Everyone Has a Story

"Voyeurism is at the heart of what we do." - Zadie Smith
In Conversation with Library Director Diane Kresh
On October 4, 2018, author Zadie Smith reflected on writing, the state of the novel, and many other things:
On whether the novel will persist, or be replaced by some other form: "I think it's already happening now... I'm not one of those people who is desperate about the state of the novel."
On radical empathy: "I think women are extremely able to imagine themselves into other people's lives."
On different forms of storytelling: "I think of actors as writers with less control over themselves."
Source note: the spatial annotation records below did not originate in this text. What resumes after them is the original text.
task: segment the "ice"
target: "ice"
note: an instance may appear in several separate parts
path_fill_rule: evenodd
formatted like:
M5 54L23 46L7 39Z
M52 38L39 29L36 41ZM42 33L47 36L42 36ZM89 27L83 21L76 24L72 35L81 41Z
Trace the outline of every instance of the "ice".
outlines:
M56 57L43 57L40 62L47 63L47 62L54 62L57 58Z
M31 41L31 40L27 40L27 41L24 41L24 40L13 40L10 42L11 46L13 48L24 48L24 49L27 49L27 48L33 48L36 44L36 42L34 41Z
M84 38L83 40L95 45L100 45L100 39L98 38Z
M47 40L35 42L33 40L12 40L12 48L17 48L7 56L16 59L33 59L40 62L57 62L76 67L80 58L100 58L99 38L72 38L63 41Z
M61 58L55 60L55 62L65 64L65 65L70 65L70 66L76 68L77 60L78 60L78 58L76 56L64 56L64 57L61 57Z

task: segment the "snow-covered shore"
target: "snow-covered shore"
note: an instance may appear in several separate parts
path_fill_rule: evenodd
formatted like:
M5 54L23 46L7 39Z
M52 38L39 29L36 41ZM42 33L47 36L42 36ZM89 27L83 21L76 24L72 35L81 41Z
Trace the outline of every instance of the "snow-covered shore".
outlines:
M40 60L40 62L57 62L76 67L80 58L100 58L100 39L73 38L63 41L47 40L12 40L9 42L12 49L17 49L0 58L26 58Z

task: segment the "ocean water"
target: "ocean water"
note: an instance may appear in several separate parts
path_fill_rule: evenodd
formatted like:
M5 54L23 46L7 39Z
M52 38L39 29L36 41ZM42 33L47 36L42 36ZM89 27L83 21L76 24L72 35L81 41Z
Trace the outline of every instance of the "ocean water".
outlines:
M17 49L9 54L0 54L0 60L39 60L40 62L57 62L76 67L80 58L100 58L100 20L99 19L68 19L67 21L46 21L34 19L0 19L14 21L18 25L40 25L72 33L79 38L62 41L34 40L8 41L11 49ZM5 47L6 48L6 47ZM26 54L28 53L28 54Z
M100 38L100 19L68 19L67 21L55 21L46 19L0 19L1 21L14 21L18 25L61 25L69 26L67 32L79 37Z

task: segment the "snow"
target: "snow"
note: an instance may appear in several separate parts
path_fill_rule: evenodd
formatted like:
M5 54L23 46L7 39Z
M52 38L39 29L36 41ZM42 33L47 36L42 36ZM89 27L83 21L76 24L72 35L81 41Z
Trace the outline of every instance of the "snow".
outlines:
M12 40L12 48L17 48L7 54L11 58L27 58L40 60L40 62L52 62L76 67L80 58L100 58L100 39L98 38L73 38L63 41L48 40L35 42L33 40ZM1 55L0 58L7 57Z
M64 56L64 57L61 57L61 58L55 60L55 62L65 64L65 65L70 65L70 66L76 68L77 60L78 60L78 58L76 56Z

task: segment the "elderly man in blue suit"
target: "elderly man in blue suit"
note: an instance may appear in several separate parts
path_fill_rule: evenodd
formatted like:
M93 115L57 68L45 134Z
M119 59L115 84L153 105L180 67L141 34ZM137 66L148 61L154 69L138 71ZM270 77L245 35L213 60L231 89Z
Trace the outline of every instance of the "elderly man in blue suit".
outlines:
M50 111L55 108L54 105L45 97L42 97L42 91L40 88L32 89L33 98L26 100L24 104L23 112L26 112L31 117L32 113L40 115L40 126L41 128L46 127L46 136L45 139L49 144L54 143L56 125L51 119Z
On social media: "To add another layer of curation, of idea, I can't live in that. I can't do it. My feeling of life is so foreshortened, that there isn't time to get to the next thing before I go, that the idea of spending that time inside something Mark Zuckerberg made, is just - I can't do it."
On Brexit: "If it wasn't such a disastrous thing for so many people's lives, it is comic instruction. They're having to lay down medical supplies as if we're in a war. they'll have to redo electricity between Northern Ireland and England, because there'll be no electricity for Northern Ireland. Planes might not land. A comedian described it as watching a country punch itself in the face. It's absolutely extraordinary, I've been away for so long that it has an air of surreality to me but of course to all my family, and everyone else over there, it's unbelievable."